Après Pierre Falardeau qui déplore notre « aplatventrisme » congénital, et le regretté Gil Courtemanche, celui de nos politiciens (« Comme si les citoyens avaient compris de l’à-plat-ventrisme de leurs politiciens11… »), Marcelle Ferron dénonce le manque de colonne vertébrale des Français : « Les Français […] font preuve d’à-plat-ventrisme devant la culture anglo-états-unienne12 », et Christian Rioux s’en prend aux Européens : « ils font les frais de l’à-plat-ventrisme européen13 ». On le voit, personne n’est immunisé contre ce « virus ».

Si les Québécois peuvent sans doute prétendre à la paternité de ce mot, ils ne sont plus les seuls à l’employer. Il suffit d’aller surfer sur Internet (quelque 27 000 occurrences) pour constater que les pays africains, l’Algérie notamment, s’en sont emparés comme s’il avait poussé sur leur sol. Dans un ouvrage consacré au français en Algérie14, les auteurs n’ont pas l’air de se douter un seul instant qu’il s’agit d’un québécisme : dans leur lexique, il n’est jamais fait mention du Québec, et les exemples d’à-plat-ventrisme sont tous tirés de la presse algérienne…
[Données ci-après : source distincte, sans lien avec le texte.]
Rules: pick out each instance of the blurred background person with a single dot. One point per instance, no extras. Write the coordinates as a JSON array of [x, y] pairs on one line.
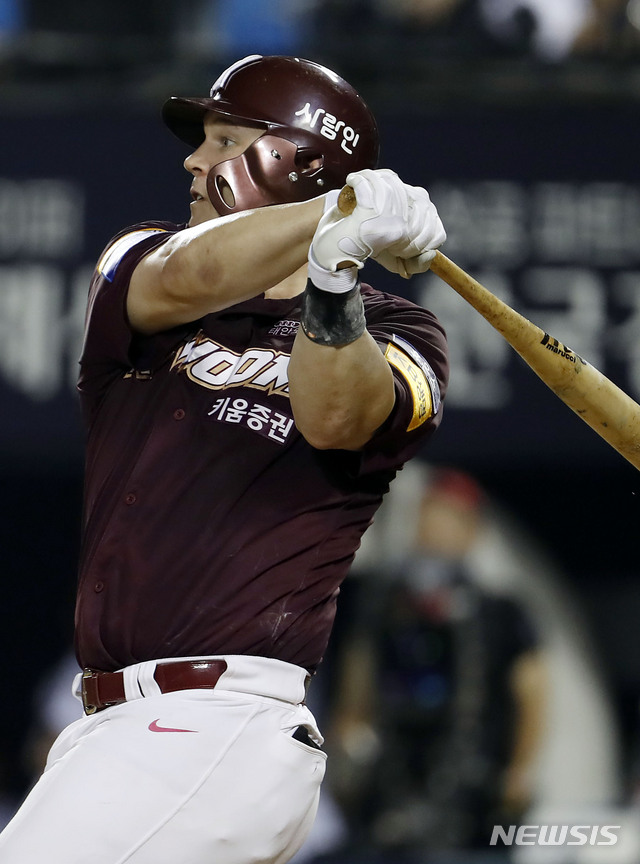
[[447, 683]]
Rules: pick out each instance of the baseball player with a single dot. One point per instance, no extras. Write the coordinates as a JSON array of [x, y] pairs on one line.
[[247, 403]]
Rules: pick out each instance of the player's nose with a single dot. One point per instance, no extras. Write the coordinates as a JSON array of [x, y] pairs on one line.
[[197, 163]]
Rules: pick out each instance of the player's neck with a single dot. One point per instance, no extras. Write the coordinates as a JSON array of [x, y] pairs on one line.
[[289, 287]]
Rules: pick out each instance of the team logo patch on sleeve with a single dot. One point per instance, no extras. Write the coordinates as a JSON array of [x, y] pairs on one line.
[[420, 377], [112, 257]]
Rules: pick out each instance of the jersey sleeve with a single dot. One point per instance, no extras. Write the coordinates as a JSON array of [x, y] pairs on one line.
[[414, 344], [108, 336]]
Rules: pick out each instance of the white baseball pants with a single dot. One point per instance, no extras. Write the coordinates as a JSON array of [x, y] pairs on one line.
[[196, 776]]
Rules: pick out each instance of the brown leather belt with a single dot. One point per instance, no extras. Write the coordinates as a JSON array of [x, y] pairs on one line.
[[103, 689]]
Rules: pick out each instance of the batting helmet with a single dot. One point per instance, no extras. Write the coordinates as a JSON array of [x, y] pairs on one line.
[[317, 130]]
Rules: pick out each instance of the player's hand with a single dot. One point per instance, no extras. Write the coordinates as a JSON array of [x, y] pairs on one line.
[[391, 220]]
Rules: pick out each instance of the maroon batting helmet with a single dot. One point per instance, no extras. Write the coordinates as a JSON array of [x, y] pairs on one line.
[[317, 130]]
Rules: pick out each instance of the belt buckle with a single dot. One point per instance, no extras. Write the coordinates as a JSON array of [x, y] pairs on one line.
[[88, 707]]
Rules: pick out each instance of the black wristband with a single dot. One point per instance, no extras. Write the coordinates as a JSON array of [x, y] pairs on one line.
[[332, 319]]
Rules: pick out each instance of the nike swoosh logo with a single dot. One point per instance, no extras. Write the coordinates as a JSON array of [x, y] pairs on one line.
[[153, 727]]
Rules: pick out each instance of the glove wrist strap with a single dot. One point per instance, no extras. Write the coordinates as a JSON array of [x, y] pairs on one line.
[[334, 281], [332, 319]]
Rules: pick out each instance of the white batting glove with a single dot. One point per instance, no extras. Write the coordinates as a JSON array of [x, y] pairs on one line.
[[423, 231], [391, 221]]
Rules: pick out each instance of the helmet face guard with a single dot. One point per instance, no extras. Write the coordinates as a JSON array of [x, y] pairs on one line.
[[270, 171], [317, 130]]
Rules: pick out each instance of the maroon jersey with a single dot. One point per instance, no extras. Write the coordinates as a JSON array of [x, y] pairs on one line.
[[211, 526]]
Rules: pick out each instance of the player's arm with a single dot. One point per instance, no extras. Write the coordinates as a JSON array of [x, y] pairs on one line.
[[218, 263], [340, 385]]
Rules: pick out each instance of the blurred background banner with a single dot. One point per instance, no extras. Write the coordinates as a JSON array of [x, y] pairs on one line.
[[521, 118]]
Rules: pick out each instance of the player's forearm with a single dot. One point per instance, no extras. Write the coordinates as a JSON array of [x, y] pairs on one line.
[[339, 395], [219, 263]]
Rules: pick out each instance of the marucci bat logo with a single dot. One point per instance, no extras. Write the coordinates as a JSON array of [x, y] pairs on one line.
[[556, 347]]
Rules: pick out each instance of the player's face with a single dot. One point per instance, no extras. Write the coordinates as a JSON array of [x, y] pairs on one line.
[[223, 140]]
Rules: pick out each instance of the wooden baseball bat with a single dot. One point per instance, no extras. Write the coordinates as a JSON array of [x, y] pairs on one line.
[[609, 411]]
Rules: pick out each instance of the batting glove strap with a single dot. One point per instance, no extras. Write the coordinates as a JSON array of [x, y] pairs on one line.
[[333, 281], [332, 319]]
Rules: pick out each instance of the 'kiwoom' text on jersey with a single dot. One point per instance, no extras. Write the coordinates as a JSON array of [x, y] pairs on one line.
[[211, 525]]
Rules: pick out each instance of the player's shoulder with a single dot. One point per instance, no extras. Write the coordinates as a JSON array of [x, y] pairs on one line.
[[143, 234]]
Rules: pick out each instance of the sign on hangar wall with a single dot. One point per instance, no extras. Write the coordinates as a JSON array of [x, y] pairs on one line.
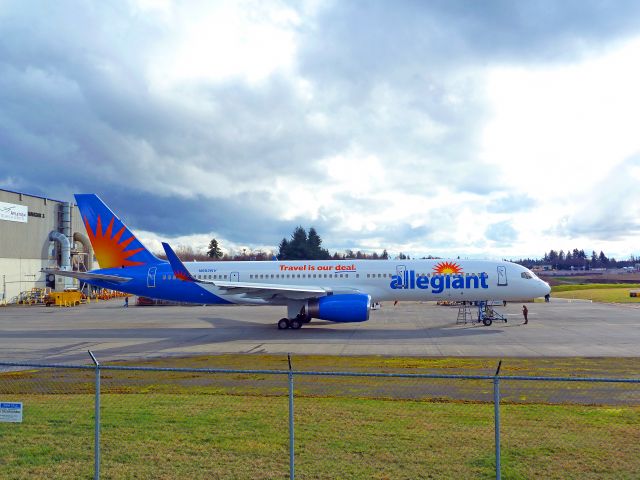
[[13, 213]]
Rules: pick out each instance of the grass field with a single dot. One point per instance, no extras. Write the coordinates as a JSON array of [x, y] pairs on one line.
[[597, 292], [189, 425]]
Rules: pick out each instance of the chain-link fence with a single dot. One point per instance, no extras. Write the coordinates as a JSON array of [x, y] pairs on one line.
[[121, 422]]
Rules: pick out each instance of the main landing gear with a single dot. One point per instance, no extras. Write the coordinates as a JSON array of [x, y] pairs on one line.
[[294, 323]]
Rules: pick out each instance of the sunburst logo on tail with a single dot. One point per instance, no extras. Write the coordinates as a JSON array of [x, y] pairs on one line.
[[108, 248], [447, 267]]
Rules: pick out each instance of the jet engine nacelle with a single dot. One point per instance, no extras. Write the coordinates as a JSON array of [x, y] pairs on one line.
[[351, 307]]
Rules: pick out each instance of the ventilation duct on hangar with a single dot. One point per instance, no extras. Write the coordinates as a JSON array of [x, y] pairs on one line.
[[65, 254], [87, 253]]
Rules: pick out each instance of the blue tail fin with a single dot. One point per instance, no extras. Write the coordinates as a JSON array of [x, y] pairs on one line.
[[113, 243]]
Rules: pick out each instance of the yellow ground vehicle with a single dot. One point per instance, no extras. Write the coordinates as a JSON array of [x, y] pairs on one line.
[[67, 298]]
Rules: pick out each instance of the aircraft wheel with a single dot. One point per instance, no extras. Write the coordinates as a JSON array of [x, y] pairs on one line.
[[283, 324]]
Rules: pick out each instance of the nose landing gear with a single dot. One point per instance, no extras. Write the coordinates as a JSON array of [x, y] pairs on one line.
[[294, 323]]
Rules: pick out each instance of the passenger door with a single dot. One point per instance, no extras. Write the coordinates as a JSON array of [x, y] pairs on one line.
[[151, 277], [502, 276]]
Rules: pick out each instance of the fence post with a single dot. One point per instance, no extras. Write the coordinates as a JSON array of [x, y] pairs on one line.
[[496, 410], [96, 435], [292, 472]]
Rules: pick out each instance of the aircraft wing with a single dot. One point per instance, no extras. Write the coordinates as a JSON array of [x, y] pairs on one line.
[[267, 291], [88, 276]]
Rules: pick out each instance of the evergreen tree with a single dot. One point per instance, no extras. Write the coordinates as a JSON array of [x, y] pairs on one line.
[[214, 249]]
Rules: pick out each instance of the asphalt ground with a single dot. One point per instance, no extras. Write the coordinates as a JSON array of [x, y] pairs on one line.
[[112, 332]]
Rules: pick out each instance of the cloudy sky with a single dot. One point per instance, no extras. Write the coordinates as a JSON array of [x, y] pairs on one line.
[[479, 129]]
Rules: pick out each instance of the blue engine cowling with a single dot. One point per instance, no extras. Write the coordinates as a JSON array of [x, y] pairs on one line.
[[352, 307]]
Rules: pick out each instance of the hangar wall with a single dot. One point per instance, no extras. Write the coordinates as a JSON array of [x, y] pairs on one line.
[[26, 222]]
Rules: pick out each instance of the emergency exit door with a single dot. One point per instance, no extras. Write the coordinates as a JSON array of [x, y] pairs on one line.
[[502, 276]]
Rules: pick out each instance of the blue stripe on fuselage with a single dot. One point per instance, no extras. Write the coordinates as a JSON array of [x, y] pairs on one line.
[[164, 289]]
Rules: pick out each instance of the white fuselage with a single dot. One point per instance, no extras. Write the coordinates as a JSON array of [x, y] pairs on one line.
[[457, 280]]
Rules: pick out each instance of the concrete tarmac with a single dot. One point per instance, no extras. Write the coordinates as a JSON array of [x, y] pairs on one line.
[[556, 329]]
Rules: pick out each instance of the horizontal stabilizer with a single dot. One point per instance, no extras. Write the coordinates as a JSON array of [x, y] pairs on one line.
[[179, 270]]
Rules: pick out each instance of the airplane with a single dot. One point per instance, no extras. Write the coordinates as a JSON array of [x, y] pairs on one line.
[[333, 290]]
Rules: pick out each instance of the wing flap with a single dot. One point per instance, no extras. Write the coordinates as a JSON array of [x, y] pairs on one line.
[[248, 289], [87, 276]]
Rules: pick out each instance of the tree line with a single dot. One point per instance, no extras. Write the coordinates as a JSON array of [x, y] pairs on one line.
[[303, 245], [577, 260]]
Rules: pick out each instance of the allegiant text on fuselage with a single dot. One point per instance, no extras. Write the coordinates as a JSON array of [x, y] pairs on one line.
[[438, 283]]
Enfin, ce n’est pas tout à fait vrai que ce terme n’a pas su trouver grâce aux yeux d’un seul auteur français « connu ». Dominique Noguez, écrivain assez connu dans certains milieux, l’emploie : « cette spirale infernale de l’avachissement, de la veulerie, de l’à-plat-ventrisme15 ». Mais on ne peut s’empêcher de penser que c’est peut-être au cours de sa longue fréquentation des poètes québécois, de Gaston Miron notamment, qu’il aurait attrapé le virus…
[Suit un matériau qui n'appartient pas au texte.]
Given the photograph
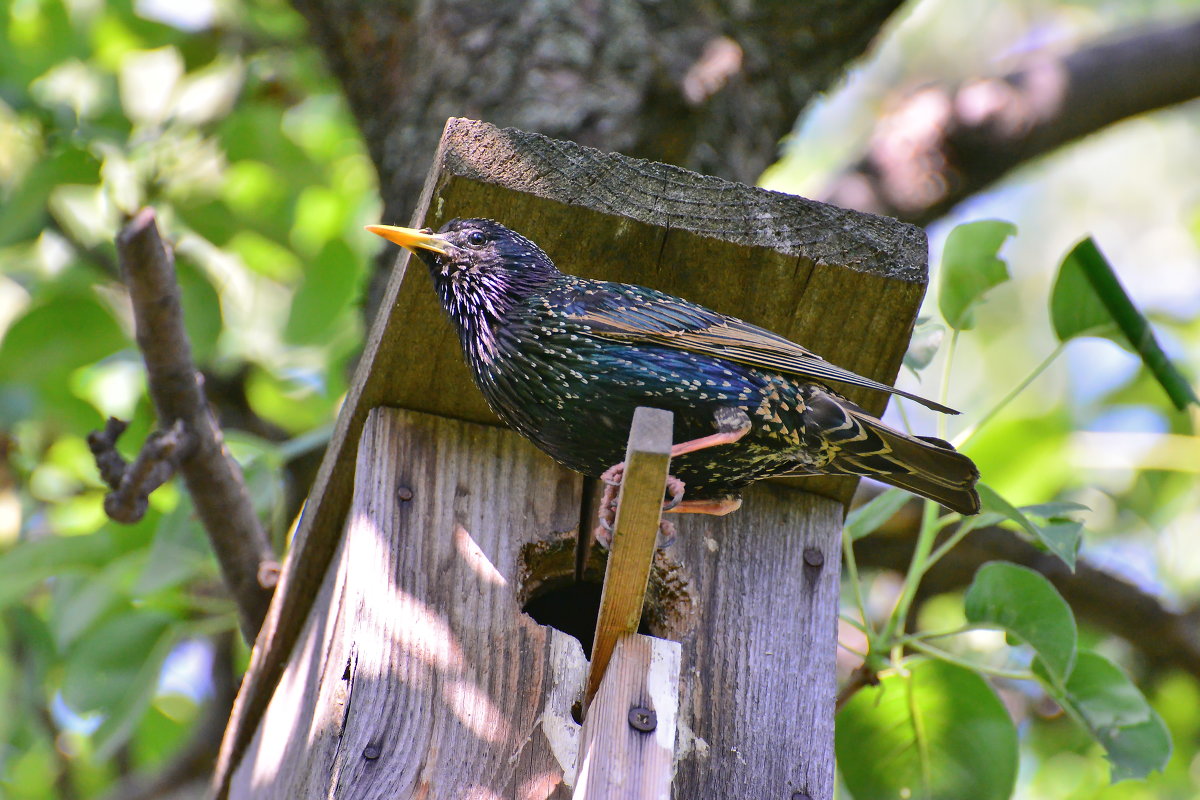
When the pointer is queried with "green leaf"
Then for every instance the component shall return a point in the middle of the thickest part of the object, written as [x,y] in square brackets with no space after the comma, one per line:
[1061,539]
[124,714]
[30,563]
[970,268]
[202,311]
[1075,310]
[57,336]
[1089,300]
[180,551]
[936,733]
[329,287]
[1026,605]
[1056,510]
[927,337]
[1115,713]
[868,517]
[105,662]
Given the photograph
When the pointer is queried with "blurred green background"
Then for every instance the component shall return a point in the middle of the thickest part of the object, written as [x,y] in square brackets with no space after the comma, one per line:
[222,115]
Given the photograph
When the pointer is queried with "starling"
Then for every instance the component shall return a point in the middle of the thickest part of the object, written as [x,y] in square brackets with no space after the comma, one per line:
[565,360]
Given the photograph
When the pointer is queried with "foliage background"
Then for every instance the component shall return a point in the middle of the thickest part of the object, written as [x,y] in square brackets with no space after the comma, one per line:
[222,115]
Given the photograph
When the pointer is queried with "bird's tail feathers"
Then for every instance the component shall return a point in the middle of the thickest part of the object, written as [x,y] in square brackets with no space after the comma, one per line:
[924,465]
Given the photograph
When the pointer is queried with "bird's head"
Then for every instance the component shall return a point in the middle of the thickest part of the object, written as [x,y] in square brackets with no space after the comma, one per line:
[479,268]
[473,248]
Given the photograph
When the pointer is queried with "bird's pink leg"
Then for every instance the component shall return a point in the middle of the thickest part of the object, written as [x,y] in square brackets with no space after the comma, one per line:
[732,425]
[718,507]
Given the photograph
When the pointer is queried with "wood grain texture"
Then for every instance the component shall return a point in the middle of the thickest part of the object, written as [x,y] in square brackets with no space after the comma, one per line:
[418,675]
[634,536]
[617,761]
[846,284]
[757,701]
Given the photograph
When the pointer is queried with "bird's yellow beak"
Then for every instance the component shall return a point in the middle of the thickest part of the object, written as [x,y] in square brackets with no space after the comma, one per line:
[411,238]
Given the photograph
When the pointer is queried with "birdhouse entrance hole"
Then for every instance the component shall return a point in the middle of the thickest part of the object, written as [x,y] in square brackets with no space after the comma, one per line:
[558,594]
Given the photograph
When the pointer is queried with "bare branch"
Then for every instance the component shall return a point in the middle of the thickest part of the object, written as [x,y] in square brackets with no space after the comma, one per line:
[942,143]
[213,477]
[156,463]
[103,449]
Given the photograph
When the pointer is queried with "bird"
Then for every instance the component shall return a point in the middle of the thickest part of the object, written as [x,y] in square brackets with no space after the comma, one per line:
[565,360]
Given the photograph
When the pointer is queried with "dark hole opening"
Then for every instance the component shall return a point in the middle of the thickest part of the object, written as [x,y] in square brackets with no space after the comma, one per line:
[571,607]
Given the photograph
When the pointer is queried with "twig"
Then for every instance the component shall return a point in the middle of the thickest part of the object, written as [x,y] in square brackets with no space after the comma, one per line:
[213,477]
[155,464]
[103,447]
[942,144]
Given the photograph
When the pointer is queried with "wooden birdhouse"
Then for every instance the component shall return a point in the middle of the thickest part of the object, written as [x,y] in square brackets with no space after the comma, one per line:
[406,655]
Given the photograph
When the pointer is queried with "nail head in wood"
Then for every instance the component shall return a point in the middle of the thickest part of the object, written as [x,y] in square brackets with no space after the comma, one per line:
[642,719]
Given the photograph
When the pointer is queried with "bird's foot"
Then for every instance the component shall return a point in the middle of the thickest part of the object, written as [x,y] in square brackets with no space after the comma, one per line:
[607,513]
[613,475]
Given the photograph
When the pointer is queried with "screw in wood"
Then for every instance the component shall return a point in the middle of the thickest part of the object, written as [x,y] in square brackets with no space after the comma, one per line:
[642,719]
Vingt ans se sont écoulés depuis l’exemple de Noguez, et il semble bien que le mal soit en train de se répandre jusqu’en Hexagone. Je me contenterai de deux cas : un ancien traducteur à l’ONU et à l’OMS, qui confirme ce que je disais à propos du droit québécois à la paternité de ce mot : « Les Québecois [sic] appellent "à-plat-ventrisme" la tendance à toujours céder devant la langue anglaise » (Claude Piron, in Tribune de Genève); et un éditeur-essayiste, qui est aussi traducteur : « Il est un domaine où, à coup sûr, Aragon écrase tous les rivaux de son impressionnante stature : celui de la bêtification cocardière et de l’à-plat-ventrisme. » (Louis Janover, in Monde libertaire, journal en ligne)
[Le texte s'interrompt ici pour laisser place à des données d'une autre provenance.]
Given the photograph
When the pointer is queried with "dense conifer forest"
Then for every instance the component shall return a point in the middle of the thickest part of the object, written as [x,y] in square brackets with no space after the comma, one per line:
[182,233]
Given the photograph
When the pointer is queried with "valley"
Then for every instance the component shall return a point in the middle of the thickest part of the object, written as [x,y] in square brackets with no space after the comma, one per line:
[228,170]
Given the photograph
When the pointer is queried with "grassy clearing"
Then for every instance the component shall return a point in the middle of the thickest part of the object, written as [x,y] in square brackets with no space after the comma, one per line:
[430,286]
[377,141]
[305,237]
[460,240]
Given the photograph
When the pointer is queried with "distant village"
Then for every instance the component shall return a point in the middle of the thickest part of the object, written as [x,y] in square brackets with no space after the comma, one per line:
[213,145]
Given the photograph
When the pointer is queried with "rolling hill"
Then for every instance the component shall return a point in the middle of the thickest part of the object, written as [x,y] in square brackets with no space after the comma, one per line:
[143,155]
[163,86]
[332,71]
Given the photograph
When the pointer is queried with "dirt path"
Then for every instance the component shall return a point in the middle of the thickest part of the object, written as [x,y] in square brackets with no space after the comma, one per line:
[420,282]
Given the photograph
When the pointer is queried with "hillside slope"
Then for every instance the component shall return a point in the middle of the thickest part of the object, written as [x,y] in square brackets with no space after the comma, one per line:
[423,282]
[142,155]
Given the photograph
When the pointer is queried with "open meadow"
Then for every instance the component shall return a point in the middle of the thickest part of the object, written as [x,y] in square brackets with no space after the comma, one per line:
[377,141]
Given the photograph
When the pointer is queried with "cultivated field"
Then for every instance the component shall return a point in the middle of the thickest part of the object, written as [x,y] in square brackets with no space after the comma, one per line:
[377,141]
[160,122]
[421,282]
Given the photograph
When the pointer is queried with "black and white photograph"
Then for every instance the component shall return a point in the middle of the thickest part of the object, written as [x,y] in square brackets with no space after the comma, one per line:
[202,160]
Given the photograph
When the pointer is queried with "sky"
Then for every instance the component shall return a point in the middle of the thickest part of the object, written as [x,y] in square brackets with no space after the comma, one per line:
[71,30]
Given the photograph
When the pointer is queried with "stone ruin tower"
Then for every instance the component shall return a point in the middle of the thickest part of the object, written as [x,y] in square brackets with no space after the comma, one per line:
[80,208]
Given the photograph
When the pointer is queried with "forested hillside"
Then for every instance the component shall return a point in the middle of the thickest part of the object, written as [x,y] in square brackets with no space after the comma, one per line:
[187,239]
Peut-être suffit-il de patienter, et les dictionnaires français qui boudent aujourd’hui ce québécisme – « algérien » si j’ose dire – finiront tôt ou tard par l’accueillir. Mais quelle graphie adopteront-ils? Donneront-ils les deux comme le lexique algérien, aplatventrisme et à-plat-ventrisme (qui fait de même pour l’adjectif)? Chez nous les traits d’union semblent vouloir s’imposer. Pour l’adjectif, une journaliste (Solange Chaput-Rolland, in La Presse) a lancé il y a presque vingt ans un sonore à-plat-ventreux, mais qui a fait long feu. Dommage, cela ajoutait un degré de plus dans l’échelle de l’à-plat-ventrissement… (Vous vous doutez bien qu’il s’est trouvé quelqu’un pour forger un verbe : « Bourassa s’aplatventrit devant… » Cela date de 1992.)